Cuando el padre Romero llegó al curato de Bucaramanga el país apenas exportaba al año 595.500 pesos oro de café, lo que representaba el 8 por ciento de las exportaciones totales. Cuando murió, el 15 de abril de 1874 tras una larga y penosa enfermedad, ya el país había incrementado las exportaciones anuales de café a 2.252.500 pesos oro, equivalentes al 22 por ciento de las exportaciones totales. Al comenzar la última década del siglo XIX las exportaciones de café ya representaban el 34 por ciento de las totales, con ventas de 4.170.400 pesos oro.
Fue precisamente durante el año de la muerte del padre Romero cuando el Gobierno firmó el contrato con Robert A. Joy para la construcción del ferrocarril que uniría a Bucaramanga con Puerto Wilches, un proyecto que representaba la aspiración general de todos los caficultores y comerciantes de las parroquias de la provincia de Soto. La bienvenida que se le tributó a este ingeniero inglés en el Club de Soto y en el Liceo de los Artesanos recordó a todos que la 'resurrección' prometida por el padre Romero ya se había producido: después de Bogotá y Panamá, la parroquia de Bucaramanga fue la siguiente en contar con alumbrado eléctrico domiciliario. En 1891 la Compañía Eléctrica de los señores Jones y
Göelkel hizo encender los focos incandescentes de muchas de las principales casas. Para entonces la parroquia ya contaba con 20.000 habitantes que ocupaban 1.956 casas, 291 tiendas de mercancías, licores y granos; 33 almacenes, nueve boticas, dos librerías, dos hospitales, la casa de mercado, un teatro, 122 talleres de artesanos, nueve escuelas primarias, un colegio de secundaria, una sociedad científica y varias fábricas, entre ellas, la cervecería La Esperanza.

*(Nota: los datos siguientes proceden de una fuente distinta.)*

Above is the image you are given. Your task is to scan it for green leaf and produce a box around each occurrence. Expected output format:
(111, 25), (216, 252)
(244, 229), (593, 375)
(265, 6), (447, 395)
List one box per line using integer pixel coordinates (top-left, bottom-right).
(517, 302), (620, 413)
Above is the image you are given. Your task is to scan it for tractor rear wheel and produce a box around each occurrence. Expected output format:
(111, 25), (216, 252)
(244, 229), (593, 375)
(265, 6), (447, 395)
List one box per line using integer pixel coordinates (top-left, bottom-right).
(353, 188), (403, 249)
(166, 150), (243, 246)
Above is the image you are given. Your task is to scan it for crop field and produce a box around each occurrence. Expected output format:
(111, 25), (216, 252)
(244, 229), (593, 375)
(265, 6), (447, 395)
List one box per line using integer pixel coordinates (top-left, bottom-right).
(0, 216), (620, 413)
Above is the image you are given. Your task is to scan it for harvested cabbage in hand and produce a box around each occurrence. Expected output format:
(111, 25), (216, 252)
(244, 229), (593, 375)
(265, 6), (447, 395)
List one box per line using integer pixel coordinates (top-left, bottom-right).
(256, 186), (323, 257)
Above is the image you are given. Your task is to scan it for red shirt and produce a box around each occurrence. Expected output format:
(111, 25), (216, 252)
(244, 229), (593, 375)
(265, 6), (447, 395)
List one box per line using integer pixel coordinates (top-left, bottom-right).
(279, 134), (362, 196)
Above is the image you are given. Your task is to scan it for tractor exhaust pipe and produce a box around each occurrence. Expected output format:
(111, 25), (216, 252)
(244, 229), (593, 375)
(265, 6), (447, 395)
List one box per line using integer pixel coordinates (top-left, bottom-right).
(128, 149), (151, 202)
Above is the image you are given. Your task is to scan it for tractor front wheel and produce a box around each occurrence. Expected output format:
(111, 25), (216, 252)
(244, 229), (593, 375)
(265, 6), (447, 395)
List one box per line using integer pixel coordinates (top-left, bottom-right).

Las cifras de los cafetales establecidos en las haciendas de las parroquias de la provincia de Soto, cuyo corazón era la de Bucaramanga, no pararon de aumentar pese a la destrucción de vidas y haciendas durante la guerra de los Mil Días. Al comenzar la tercera década del siglo XX, cuando don Ernesto Valderrama comenzó a llevar sus estadísticas económicas, todavía existían 12 millones de plantas en esta provincia, representando las tres cuartas partes de las que existían en Santander. Para entonces, ya nadie podía acordarse de ese domingo de resurrección especial, 16 de abril de 1865, cuando el cura Romero convocó a la resurrección de las energías creadoras de los bumangueses, la única fuente de toda su grandeza.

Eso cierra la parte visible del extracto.